Tourist Office – Programme

The town of Caldes de Malavella was involved, for good or for bad, in the great war events of the mid-20th century: the Spanish Civil War, the Second World War and the immediate post-war period. As stated in the first Caldes tourist guide (1927), the town offered a large number of beds and rooms in thermal spas, inns and around 30 chalets with different capacities. So, the centre had to accommodate large contingents of refugees from different areas, both civilians and soldiers. Their presence and interaction with locals, famous for their hospitable nature, led to all kinds of personal relations and memories that live on today.



Between 1936 and 1939, the republican authorities converted some of the thermal spas and holiday accommodation in Caldes into military hospitals and refugee collection points. During that period, when the population was approximately 2,200, up to 1,313 displaced persons were received. The Prats, Vichy and Soler Thermal Spas in particular were full of people from northern Spain, primarily Cantabria, the Basque Country and Aragón. A short time later (late 1937), Vichy Thermal Spa was opened as a campaign hospital to care for wounded soldiers. Soler Thermal Spa was converted into a recovery centre and the San José de Cluny College into a centre for infectious patients.
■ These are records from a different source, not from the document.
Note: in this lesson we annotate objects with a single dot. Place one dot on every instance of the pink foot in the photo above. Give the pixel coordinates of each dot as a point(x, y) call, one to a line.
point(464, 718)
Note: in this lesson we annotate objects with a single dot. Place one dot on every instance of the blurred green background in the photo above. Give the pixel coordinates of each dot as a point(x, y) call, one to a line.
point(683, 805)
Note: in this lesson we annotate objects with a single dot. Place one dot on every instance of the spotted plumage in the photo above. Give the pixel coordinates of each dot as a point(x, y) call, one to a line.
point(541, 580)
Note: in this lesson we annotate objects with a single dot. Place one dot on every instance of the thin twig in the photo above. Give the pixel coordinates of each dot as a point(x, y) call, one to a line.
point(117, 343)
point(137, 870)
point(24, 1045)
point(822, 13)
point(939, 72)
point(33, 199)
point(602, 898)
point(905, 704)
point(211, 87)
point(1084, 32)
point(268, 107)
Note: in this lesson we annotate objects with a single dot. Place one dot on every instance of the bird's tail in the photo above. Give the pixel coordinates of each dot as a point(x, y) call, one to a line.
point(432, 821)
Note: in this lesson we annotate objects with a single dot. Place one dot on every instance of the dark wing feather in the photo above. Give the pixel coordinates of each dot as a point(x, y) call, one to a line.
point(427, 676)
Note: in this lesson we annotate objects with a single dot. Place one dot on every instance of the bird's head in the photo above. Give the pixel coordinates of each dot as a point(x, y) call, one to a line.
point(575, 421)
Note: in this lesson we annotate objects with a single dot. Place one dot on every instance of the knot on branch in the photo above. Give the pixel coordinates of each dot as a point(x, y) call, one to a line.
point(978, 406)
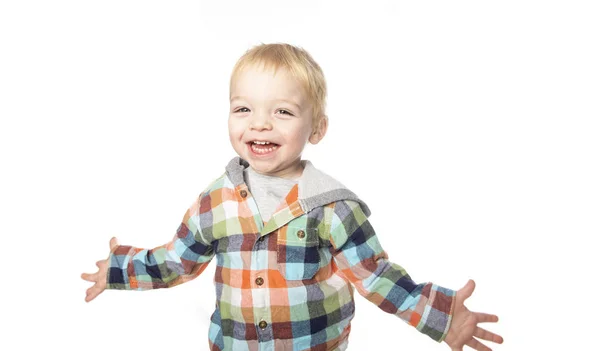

In 1944, it received over 1,000 Italian soldiers, who had been bombed by German planes once Italy had signed the armistice with the Allies. The Franco administration spread them out over the Vichy (497), Prats (195) and Soler (150) Thermal spas, but it was also necessary to use the Ribot Inn and Fabrellas Inn, which had 58 and 50 beds, respectively.

Once the Second World War was over, the Franco government received a community of almost 20,000 German refugees from all over the Spanish state, most of whom had worked for the Gestapo (political police), the Sicherheitsdienst (secret service), the Abwehr (military espionage) and at different diplomatic offices, dedicating a good part of their time to tasks involving espionage, counterespionage and sabotage against Spain, to serve the interests of the Nazi regime. Almost 100 Germans were accommodated in Caldes between the autumn of 1944 and the autumn of 1947. Some were on the priority repatriation lists issued by the Allies, but very few were handed over. Some were able to stay in their cities of origin in Spain under the protection of the Franco regime while others were able to move to Argentina and other countries in South America.